Australian safeguards vs global gaps
The incident stands in stark contrast to Australian protocols, where multiple layers of protection prevent premature declarations of death. In Australia, death must be verified by a qualified medical practitioner or, in some jurisdictions, a registered nurse or paramedic with appropriate training. The Medical Certificate of Cause of Death must be completed within 48 hours, and certain deaths must be reported to a coroner.
Funeral directors cannot take a deceased person into their care without proper medical certification, and no cremation or burial can proceed without documentation from a qualified medical practitioner.
“The system is built with checks and balances precisely to prevent scenarios like what happened in Thailand,” said Peter Davis, CEO of the Australian Funeral Directors Association. “Every step requires verification, documentation, and professional oversight.”
Yet Ms Sakulkoo’s case is far from unique. In January 2023, 76-year-old Bella Montoya in Ecuador was declared dead after a stroke, only to wake during her wake. The same year, a 66-year-old woman in Iowa was found “gasping for air” at a funeral home, and an 82-year-old woman in New York was discovered alive at a funeral home. In 2021, a man in India woke minutes before being placed on a funeral pyre. In 2014, a Mississippi woman woke in a body bag.
These cases, while rare, reveal a troubling pattern involving elderly patients, care facilities, and situations where medical oversight may be limited. The 19th century saw “safety coffins” with bells and breathing tubes designed for exactly this fear. While modern medicine has largely eliminated the risk in countries with strong healthcare systems, the Thai case reveals how quickly protections dissolve when systems aren’t followed.
Unanswered questions
The incident has prompted Thai health authorities to review the case, but troubling questions remain. How did a woman who had been bedridden for two years end up in a coffin without documented medical assessment? Why was she transported 500 kilometres without proper certification? And what explains her brother’s reported indifference?
“This raises questions that go beyond just death verification,” said Professor James Morrison, a geriatrician at the University of Melbourne. “How was this woman being cared for during those two years she was bedridden? What medical supervision was in place? These are the kinds of situations where vulnerable people can fall through the cracks.”
The Thai Medical Council has indicated it will review current guidelines, particularly around rural and home deaths.
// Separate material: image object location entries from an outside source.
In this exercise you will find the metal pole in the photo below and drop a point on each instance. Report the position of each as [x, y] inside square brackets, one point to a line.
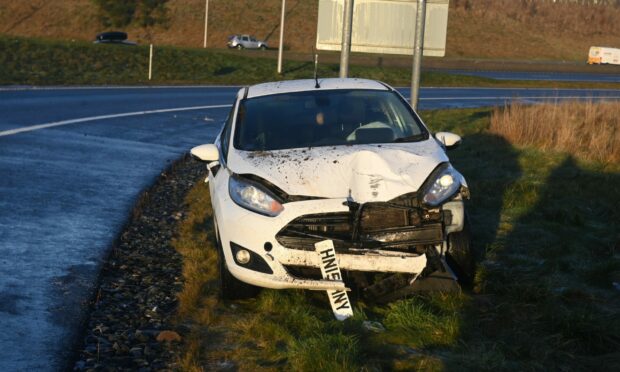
[206, 21]
[281, 48]
[347, 23]
[151, 62]
[418, 50]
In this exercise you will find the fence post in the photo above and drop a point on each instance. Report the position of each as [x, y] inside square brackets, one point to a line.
[151, 62]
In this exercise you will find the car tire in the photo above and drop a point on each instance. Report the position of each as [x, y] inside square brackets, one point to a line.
[231, 288]
[460, 255]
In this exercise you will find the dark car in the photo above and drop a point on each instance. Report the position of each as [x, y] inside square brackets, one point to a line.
[113, 37]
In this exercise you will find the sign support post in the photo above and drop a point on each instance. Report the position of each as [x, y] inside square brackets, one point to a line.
[281, 48]
[418, 49]
[206, 22]
[347, 29]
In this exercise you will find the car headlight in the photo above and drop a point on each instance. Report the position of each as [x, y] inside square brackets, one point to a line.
[253, 196]
[441, 185]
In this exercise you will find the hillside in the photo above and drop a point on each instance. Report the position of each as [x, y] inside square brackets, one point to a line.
[494, 29]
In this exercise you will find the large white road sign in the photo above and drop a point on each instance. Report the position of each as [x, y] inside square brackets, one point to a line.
[383, 26]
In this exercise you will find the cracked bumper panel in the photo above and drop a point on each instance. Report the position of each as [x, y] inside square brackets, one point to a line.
[253, 231]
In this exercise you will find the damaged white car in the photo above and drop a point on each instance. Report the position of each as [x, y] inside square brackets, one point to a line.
[331, 184]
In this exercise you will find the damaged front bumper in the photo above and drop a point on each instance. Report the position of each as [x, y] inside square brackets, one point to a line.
[391, 237]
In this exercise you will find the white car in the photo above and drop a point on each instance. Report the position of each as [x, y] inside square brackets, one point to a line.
[343, 161]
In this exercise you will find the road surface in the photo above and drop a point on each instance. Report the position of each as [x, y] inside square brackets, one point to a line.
[72, 163]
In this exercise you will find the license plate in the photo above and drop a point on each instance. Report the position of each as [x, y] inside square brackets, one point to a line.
[339, 299]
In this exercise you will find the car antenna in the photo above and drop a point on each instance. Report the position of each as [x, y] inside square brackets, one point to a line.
[316, 65]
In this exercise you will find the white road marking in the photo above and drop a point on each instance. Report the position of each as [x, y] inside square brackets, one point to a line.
[517, 98]
[102, 87]
[32, 128]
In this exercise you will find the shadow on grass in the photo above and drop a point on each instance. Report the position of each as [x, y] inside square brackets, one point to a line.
[546, 298]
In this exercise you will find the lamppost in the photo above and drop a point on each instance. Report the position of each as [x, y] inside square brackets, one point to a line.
[206, 21]
[280, 49]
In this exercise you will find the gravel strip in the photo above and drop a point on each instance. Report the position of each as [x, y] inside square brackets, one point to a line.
[130, 322]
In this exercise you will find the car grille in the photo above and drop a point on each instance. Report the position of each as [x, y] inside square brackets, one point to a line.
[386, 226]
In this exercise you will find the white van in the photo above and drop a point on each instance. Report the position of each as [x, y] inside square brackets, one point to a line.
[601, 55]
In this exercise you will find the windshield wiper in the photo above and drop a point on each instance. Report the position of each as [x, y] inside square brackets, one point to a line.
[414, 138]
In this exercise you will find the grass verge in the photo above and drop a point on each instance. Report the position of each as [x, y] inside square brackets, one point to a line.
[27, 61]
[545, 296]
[586, 130]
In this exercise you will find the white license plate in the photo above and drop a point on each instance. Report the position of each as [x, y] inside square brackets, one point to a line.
[339, 299]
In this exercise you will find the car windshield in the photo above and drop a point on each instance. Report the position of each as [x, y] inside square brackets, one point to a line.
[324, 118]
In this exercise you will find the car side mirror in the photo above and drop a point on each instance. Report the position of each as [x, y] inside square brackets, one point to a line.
[208, 152]
[449, 140]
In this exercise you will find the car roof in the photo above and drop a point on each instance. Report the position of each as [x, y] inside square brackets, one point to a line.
[293, 86]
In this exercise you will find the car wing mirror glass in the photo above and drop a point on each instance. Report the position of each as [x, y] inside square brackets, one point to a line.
[448, 140]
[208, 152]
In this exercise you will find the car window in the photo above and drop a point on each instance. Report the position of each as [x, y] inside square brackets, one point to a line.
[324, 118]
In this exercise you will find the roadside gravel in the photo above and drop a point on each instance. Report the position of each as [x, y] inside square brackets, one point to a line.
[130, 324]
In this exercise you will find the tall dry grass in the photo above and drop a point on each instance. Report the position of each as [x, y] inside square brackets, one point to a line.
[587, 130]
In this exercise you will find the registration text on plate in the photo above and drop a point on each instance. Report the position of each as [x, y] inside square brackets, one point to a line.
[339, 299]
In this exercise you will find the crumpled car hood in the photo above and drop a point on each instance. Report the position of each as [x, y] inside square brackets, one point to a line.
[364, 173]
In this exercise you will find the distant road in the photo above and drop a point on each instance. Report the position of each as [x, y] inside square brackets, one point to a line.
[540, 76]
[73, 161]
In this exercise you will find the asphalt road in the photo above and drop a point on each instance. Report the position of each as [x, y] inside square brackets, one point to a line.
[72, 163]
[541, 76]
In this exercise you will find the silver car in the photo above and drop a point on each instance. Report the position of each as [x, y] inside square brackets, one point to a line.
[246, 41]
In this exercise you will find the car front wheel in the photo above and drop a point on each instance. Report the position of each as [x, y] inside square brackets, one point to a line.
[460, 255]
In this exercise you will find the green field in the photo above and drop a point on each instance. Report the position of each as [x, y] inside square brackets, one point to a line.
[27, 61]
[544, 296]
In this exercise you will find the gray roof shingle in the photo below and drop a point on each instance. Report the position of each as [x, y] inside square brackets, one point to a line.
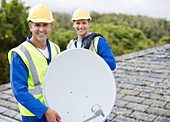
[143, 88]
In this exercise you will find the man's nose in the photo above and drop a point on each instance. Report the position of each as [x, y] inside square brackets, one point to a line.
[41, 28]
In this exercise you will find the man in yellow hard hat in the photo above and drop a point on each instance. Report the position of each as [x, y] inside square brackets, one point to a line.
[92, 41]
[28, 63]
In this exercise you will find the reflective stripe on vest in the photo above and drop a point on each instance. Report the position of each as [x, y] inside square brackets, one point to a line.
[93, 44]
[38, 89]
[29, 54]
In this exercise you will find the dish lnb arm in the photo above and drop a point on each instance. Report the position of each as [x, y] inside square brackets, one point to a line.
[96, 109]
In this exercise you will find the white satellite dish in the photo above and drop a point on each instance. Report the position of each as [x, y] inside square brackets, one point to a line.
[79, 86]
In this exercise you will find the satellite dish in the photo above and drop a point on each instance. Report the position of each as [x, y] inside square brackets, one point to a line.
[79, 86]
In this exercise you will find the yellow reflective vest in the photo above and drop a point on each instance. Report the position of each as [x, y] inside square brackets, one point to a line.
[37, 65]
[93, 45]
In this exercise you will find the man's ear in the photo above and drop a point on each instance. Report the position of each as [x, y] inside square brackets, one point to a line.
[30, 26]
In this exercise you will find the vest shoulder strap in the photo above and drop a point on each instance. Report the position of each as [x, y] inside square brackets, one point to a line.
[90, 39]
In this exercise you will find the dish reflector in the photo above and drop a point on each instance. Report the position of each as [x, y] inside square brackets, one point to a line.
[79, 86]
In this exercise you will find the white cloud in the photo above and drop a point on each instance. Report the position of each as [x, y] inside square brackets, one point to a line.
[151, 8]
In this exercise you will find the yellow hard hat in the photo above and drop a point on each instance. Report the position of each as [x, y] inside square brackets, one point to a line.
[40, 13]
[80, 13]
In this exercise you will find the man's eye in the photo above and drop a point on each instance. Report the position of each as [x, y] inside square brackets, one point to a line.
[45, 25]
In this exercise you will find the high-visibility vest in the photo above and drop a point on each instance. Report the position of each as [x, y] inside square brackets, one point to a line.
[93, 45]
[37, 65]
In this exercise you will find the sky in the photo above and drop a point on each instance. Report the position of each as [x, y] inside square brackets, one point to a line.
[150, 8]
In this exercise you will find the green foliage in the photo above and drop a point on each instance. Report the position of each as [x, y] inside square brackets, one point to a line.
[164, 40]
[122, 39]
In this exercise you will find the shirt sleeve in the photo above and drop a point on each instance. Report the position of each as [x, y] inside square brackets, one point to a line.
[105, 52]
[18, 78]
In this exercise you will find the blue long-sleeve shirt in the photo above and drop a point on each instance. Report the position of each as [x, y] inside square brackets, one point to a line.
[104, 51]
[18, 78]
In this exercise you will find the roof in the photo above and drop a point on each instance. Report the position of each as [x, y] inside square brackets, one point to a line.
[142, 84]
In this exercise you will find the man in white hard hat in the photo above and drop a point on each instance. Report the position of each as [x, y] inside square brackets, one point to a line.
[92, 41]
[28, 63]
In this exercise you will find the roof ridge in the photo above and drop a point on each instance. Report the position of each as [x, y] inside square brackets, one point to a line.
[142, 52]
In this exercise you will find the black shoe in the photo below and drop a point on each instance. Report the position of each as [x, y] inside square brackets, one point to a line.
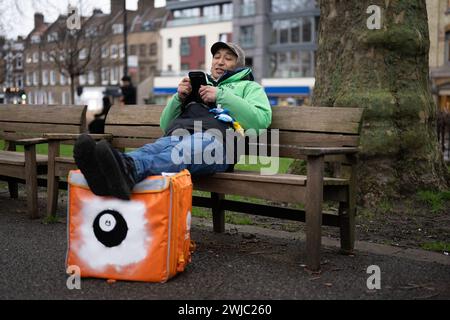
[118, 170]
[84, 154]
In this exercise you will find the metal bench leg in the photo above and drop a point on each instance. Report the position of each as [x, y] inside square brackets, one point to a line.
[347, 227]
[218, 212]
[313, 206]
[13, 189]
[347, 212]
[31, 180]
[52, 179]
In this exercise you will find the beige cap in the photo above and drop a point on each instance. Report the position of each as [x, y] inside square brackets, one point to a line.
[234, 48]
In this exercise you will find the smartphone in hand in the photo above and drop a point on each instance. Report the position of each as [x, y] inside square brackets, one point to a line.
[198, 79]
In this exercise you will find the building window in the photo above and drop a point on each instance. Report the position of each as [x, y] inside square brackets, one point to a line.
[19, 62]
[185, 66]
[248, 8]
[447, 47]
[307, 30]
[117, 28]
[35, 39]
[52, 37]
[114, 75]
[223, 37]
[185, 47]
[50, 98]
[82, 79]
[19, 81]
[83, 54]
[44, 77]
[52, 77]
[187, 13]
[227, 10]
[153, 49]
[292, 64]
[91, 77]
[132, 50]
[142, 50]
[114, 52]
[211, 11]
[105, 52]
[65, 98]
[293, 6]
[105, 76]
[62, 79]
[294, 31]
[247, 36]
[121, 50]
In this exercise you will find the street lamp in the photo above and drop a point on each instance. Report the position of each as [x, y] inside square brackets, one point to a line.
[125, 38]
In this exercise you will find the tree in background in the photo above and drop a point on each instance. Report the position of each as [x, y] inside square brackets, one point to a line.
[386, 71]
[75, 51]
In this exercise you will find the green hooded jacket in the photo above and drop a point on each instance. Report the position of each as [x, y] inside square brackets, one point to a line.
[244, 98]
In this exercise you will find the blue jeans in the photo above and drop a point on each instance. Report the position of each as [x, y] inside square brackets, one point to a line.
[174, 154]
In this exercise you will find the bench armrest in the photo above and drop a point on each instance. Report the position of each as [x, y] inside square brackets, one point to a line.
[29, 142]
[75, 136]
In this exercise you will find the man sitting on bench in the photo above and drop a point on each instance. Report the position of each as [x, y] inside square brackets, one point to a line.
[232, 99]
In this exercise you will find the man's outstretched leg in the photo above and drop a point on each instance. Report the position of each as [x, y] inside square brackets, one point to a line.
[118, 170]
[84, 154]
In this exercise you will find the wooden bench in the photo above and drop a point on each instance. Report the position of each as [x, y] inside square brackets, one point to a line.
[315, 134]
[25, 125]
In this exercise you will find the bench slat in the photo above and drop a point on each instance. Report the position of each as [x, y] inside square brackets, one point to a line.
[33, 129]
[135, 131]
[42, 114]
[303, 139]
[18, 158]
[317, 119]
[126, 115]
[264, 190]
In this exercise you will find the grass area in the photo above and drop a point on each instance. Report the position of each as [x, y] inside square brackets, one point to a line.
[66, 150]
[437, 201]
[436, 246]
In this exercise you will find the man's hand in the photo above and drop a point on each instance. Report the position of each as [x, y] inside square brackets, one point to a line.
[208, 94]
[184, 88]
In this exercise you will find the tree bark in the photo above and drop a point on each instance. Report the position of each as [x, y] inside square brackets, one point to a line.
[72, 88]
[385, 71]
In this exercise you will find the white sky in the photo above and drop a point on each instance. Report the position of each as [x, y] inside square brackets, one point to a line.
[51, 13]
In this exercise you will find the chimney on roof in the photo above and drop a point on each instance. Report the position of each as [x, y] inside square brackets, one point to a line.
[117, 6]
[38, 20]
[145, 4]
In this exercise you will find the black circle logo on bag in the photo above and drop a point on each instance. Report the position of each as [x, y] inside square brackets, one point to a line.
[110, 228]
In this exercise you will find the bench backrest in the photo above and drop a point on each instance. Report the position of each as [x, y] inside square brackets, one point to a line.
[134, 126]
[26, 121]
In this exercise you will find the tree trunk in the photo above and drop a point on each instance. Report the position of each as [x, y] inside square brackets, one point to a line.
[72, 89]
[386, 72]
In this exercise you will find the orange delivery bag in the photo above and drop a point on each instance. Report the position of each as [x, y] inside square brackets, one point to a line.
[145, 239]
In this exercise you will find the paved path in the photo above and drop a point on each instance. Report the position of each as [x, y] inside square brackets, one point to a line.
[244, 263]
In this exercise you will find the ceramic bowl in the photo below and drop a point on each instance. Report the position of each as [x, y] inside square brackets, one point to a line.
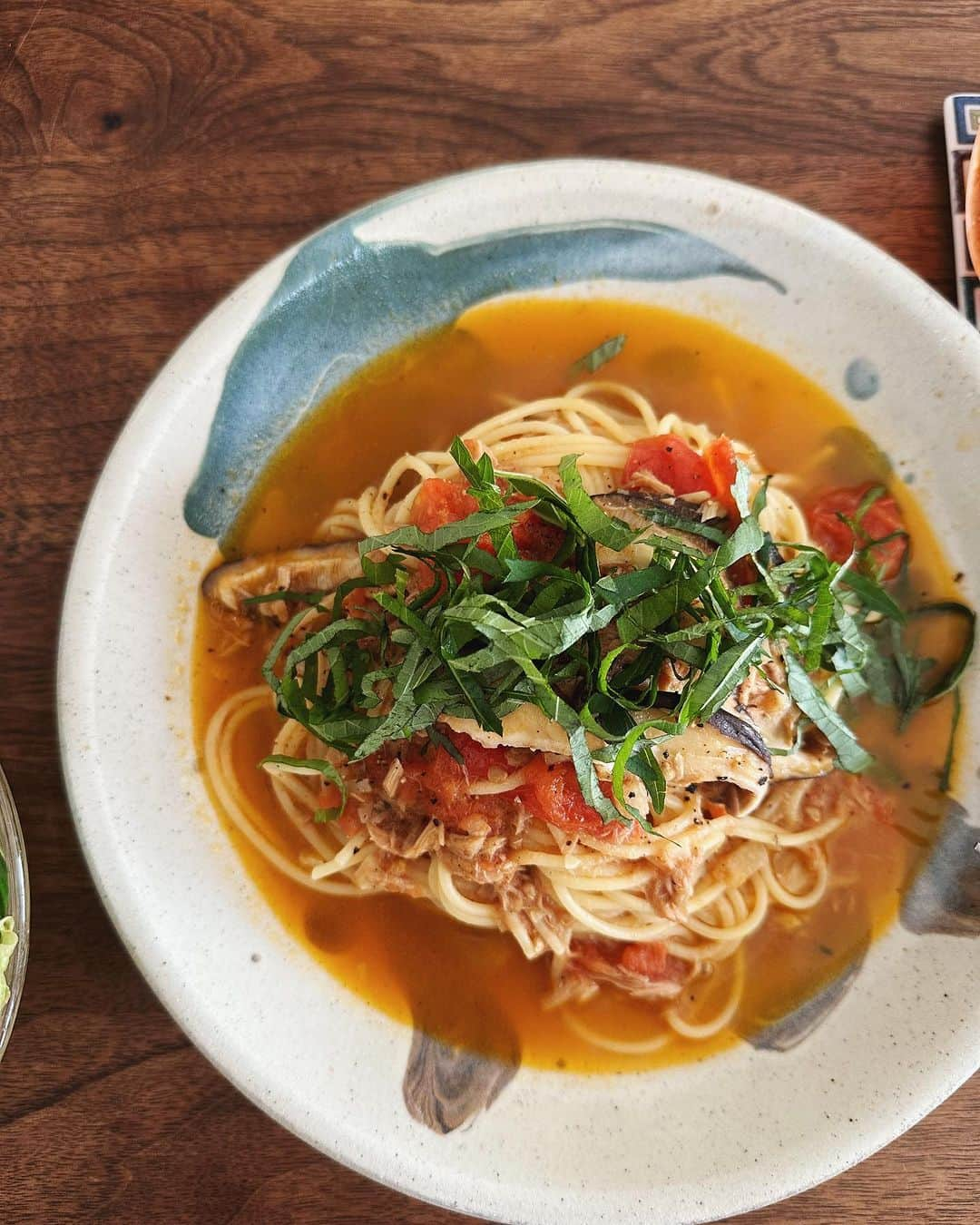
[690, 1143]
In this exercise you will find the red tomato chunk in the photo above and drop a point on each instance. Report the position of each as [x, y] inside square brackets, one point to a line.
[881, 520]
[552, 794]
[438, 503]
[671, 459]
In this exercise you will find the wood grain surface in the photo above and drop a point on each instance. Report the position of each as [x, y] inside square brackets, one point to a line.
[151, 156]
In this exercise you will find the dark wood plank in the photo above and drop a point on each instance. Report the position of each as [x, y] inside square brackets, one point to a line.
[151, 156]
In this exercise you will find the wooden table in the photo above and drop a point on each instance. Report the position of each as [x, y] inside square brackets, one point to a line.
[153, 154]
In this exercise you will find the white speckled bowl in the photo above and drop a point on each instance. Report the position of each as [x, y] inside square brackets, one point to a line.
[690, 1143]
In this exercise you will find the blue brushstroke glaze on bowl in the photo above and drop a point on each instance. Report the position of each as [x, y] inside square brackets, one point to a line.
[343, 303]
[861, 378]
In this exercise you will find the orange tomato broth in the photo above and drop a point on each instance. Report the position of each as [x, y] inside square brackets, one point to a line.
[473, 987]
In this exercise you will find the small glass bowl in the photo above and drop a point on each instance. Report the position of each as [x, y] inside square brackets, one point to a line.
[15, 857]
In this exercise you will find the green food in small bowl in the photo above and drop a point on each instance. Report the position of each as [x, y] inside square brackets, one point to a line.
[14, 913]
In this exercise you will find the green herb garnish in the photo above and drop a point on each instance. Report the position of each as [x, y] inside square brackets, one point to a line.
[598, 357]
[494, 631]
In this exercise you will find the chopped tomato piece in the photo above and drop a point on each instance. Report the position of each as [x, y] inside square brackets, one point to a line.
[606, 958]
[652, 961]
[552, 793]
[849, 797]
[445, 501]
[438, 503]
[671, 459]
[478, 760]
[720, 457]
[535, 539]
[879, 520]
[440, 774]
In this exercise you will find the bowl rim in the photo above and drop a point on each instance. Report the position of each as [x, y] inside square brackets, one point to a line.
[15, 855]
[67, 720]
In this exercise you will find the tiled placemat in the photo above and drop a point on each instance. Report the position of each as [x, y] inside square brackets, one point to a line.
[962, 120]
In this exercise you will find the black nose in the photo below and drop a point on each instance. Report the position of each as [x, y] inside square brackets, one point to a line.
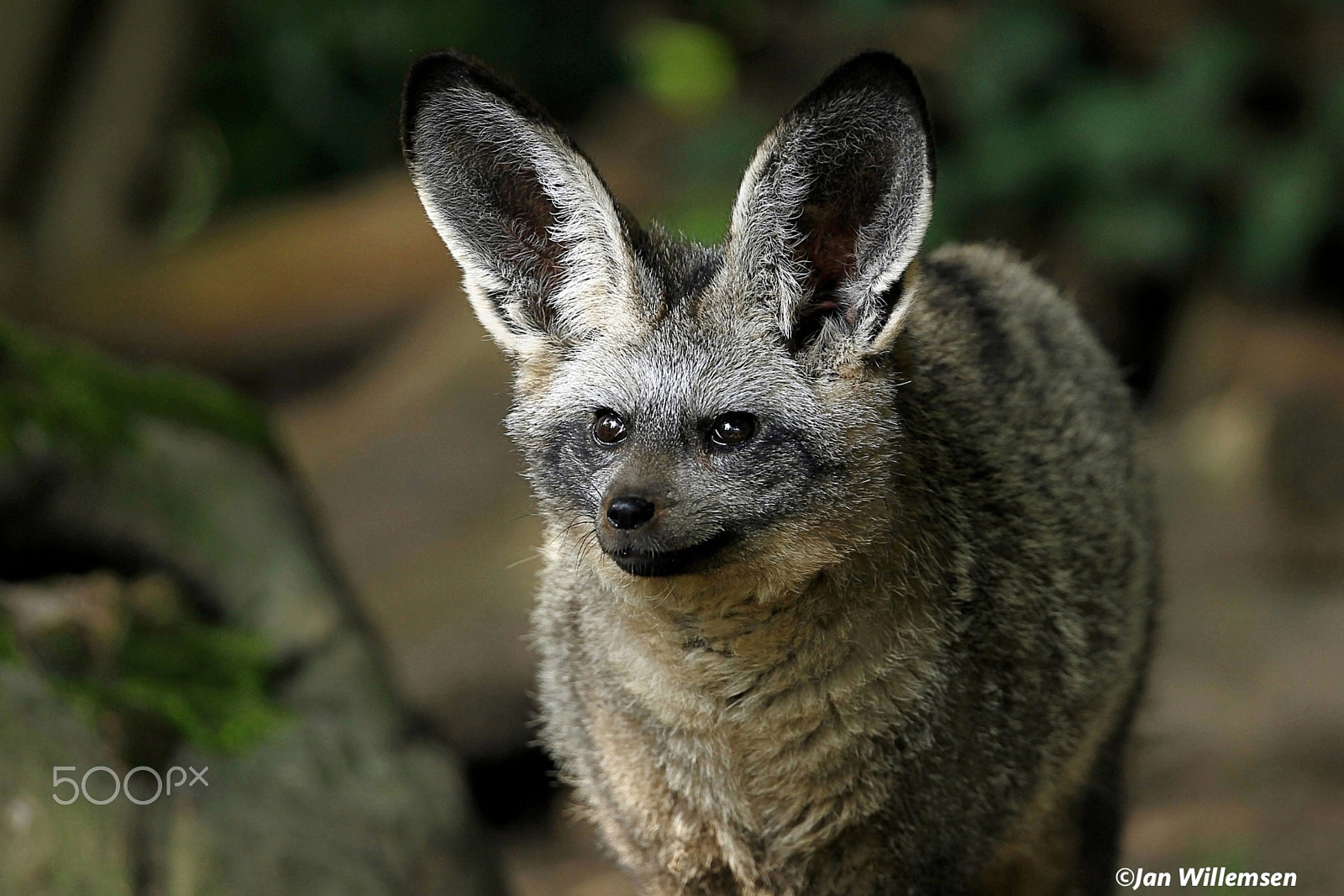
[629, 512]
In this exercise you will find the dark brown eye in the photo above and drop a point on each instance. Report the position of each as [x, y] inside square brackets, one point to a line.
[732, 429]
[609, 429]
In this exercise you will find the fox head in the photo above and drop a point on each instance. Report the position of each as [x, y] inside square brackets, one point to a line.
[692, 412]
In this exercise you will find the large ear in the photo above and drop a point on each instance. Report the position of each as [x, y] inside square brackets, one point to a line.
[543, 248]
[835, 206]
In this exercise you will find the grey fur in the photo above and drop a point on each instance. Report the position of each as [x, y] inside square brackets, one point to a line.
[893, 641]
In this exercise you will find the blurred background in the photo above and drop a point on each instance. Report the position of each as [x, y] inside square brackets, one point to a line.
[217, 184]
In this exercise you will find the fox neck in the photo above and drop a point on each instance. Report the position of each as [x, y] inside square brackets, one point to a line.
[701, 658]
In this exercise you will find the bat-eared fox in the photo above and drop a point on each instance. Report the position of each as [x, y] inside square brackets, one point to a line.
[848, 567]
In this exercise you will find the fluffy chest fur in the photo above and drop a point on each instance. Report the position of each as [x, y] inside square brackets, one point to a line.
[738, 738]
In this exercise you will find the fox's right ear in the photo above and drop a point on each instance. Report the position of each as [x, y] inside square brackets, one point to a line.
[542, 244]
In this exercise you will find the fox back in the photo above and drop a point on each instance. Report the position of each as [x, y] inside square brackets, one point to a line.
[848, 569]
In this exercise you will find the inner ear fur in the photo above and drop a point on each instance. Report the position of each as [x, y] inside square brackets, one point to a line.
[542, 244]
[835, 204]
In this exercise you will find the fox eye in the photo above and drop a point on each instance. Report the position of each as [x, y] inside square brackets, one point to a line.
[729, 430]
[609, 429]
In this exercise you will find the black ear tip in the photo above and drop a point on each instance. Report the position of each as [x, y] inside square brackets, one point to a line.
[428, 76]
[877, 69]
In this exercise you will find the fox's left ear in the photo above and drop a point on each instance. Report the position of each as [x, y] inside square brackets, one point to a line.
[835, 206]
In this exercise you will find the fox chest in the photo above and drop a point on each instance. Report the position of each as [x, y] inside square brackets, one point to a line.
[748, 792]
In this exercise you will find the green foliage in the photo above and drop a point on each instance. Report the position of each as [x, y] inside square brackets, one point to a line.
[1158, 170]
[8, 647]
[77, 396]
[207, 684]
[306, 92]
[685, 67]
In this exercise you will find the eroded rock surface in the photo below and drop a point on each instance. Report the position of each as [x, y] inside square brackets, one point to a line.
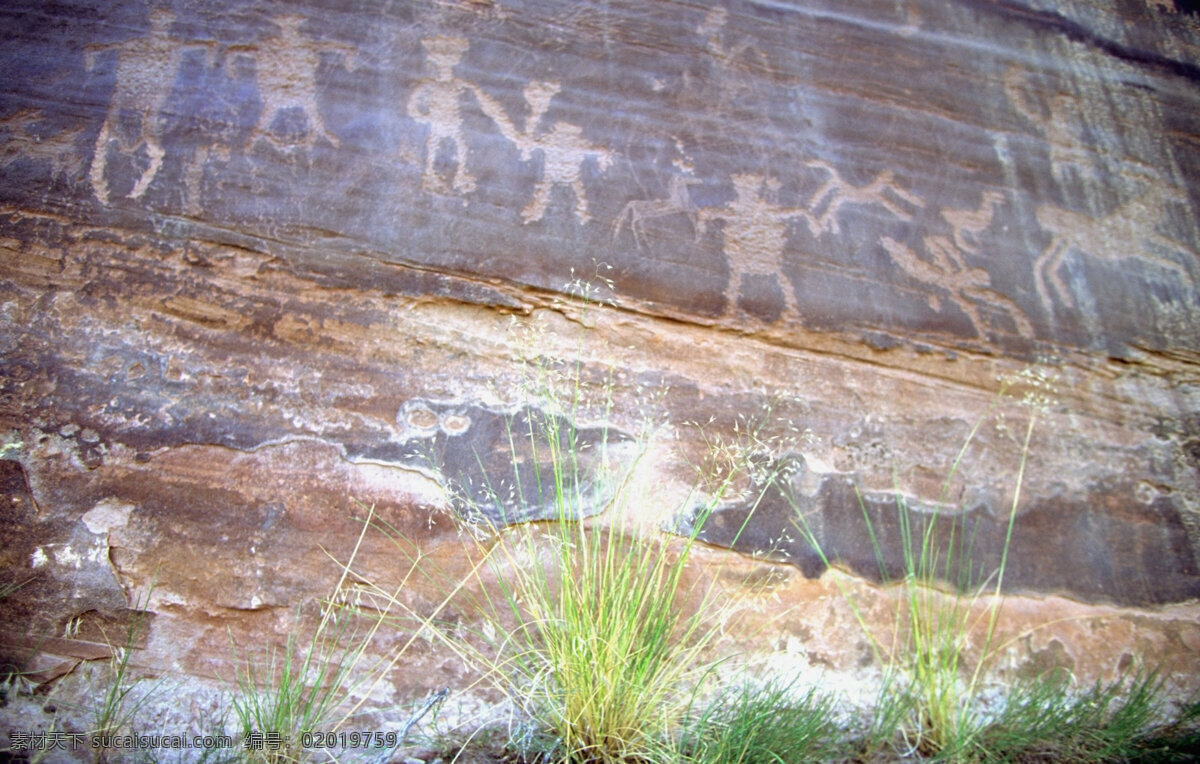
[263, 266]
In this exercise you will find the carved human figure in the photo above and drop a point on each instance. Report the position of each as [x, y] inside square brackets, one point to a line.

For Australian health professionals, the case serves as a reminder of why existing protocols must never be treated as mere formalities.
The temple has offered to cover Ms Sakulkoo’s ongoing medical expenses, a gesture that acknowledges the extraordinary circumstances. Her survival stands as both a miracle and a warning: in matters of death, there can be no shortcuts, no assumptions, and no room for error. As temple staff discovered, the difference between appearing dead and being dead may be nothing more than a faint knock from within a coffin if anyone is listening closely enough to hear it.